Penticton's premier Channel-floating business has closed for a week to ask the CIty to pitch in amidst safety concerns

Coyote Cruises closes

Less than a week after opening for the season, Coyote Cruises has decided to suspend its Penticton Channel floating business for one week due to unusually high lake levels and water flows, and they're looking for help from the City of Penticton to ensure floaters' safety. 

The announcement follows a rescue from Skaha Lake and a warning from the Penticton Fire Department about undertows and deceptively calm-looking water. 

Mike Campol, director of projects and partnerships with the Penticton Indian Band’s K’uL Group which runs Coyote Cruises, said the decision to shutter the business for a week came after consultation with officials.

"We've met with provincial dam manager [Shaun Reimer] to get an idea of what it's going to look like in the coming weeks, and we heard that to bring the lake level down to what it normally looks like at this time of year could take up to 36 days," Campol said. "So clearly we need to look at some safety measures and precautions and the mid and exit points."

They are looking at additional signage and other ways to prevent floaters going past the final exit point at Skaha Lake, where currents can easily take a floater far from shore or force them into a dangerous situation stuck against the bridge abutments.

"We did a lot of research last year, which was our first full year operating the new management team. We looked at the numbers for July and August and there was 106,000 floaters going down the Channel over those 60 days, and Coyote Cruises was 17 per cent of that number," Campol said.

"But we seem to be taking on 100 per cent of safety measures and costs associated with it. Signage, for example, is something Coyote Cruises pays for."

Campol said all water safety training, signage, exit point assistance and the like that Coyote Cruises staff shoulders is by no means begrudged — they would always rather do that work and spend that money than see anyone hurt during a float, regardless of whether they are a Coyote Cruises customer or not. 

But they think it's time the City of Penticton stepped up too. 
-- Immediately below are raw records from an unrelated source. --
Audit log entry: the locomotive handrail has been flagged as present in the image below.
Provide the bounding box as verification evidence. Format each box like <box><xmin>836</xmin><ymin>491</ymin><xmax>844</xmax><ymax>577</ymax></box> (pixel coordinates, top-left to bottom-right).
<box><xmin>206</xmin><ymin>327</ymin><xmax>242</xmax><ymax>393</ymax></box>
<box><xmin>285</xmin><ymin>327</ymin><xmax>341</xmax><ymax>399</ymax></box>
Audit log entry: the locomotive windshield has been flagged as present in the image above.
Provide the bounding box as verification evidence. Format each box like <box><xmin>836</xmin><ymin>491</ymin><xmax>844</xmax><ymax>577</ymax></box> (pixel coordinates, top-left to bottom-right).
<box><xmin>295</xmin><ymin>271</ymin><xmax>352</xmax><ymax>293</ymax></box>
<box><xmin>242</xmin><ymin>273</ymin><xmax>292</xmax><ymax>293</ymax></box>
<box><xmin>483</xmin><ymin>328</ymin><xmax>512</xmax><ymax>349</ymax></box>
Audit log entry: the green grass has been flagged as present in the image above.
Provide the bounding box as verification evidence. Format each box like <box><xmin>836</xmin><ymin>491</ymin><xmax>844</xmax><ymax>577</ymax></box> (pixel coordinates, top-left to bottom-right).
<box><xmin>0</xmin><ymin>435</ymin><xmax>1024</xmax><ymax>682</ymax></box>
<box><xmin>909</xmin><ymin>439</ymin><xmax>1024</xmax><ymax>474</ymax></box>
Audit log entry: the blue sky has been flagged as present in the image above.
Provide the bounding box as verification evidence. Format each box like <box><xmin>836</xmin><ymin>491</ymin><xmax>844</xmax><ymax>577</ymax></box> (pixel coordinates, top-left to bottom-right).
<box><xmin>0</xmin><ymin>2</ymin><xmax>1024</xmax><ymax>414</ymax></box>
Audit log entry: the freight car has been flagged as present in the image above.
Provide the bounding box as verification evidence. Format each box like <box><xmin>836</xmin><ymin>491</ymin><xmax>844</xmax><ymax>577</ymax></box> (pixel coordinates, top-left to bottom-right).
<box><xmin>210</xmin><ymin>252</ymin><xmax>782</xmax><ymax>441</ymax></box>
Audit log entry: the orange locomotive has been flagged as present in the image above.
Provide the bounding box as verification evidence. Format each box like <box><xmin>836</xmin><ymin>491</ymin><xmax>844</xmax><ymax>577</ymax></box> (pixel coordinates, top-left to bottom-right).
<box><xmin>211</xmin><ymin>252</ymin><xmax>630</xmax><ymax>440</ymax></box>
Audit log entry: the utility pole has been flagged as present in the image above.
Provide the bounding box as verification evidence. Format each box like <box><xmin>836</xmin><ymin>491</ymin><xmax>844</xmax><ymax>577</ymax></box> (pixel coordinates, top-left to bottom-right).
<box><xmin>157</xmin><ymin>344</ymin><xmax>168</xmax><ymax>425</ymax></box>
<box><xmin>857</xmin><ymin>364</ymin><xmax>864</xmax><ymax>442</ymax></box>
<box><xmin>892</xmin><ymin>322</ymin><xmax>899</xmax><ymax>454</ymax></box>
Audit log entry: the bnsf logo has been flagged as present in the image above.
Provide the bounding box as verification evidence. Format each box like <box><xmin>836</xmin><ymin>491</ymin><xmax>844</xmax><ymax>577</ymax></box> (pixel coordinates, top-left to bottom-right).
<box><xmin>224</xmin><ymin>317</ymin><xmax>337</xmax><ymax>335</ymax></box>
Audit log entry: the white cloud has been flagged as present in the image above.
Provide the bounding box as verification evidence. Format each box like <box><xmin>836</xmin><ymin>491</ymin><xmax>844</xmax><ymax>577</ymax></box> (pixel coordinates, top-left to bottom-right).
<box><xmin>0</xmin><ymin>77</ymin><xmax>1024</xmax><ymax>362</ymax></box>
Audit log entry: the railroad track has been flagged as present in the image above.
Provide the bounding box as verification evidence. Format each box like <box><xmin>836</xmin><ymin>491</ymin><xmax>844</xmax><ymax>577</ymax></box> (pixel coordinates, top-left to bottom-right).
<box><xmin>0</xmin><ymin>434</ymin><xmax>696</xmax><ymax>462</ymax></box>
"These are some extenuating circumstances with the high water level and fast flow this year, so we're really hoping that the City will take the time over the next week to work with us over the coming week to help us find some solutions," Campol said.

"It isn't right to see a small business that is capturing 17 per cent of the traffic coming through take on 100 per cent of the responsibility and costs associated."

The closure will mean the midway exit point and final exit point, usually manned by Coyote Cruises workers ready to assist floaters with getting back to shore, will be unstaffed for seven days. 

"We won't be operating, we will be doing training and looking at options we can put in place," Campol said.

"We ensure that our customers aren't tying tubes together, we don't allow ropes and all that, but we think there needs to be communication to everybody floating that channel after this week is done. What signage needs to be added, what staffing needs to be added, what emergency precautions need to be added."

They hope to have conversations with the City of Penticton this week about how they can collaborate in a positive way to make sure all Channel floaters are safe.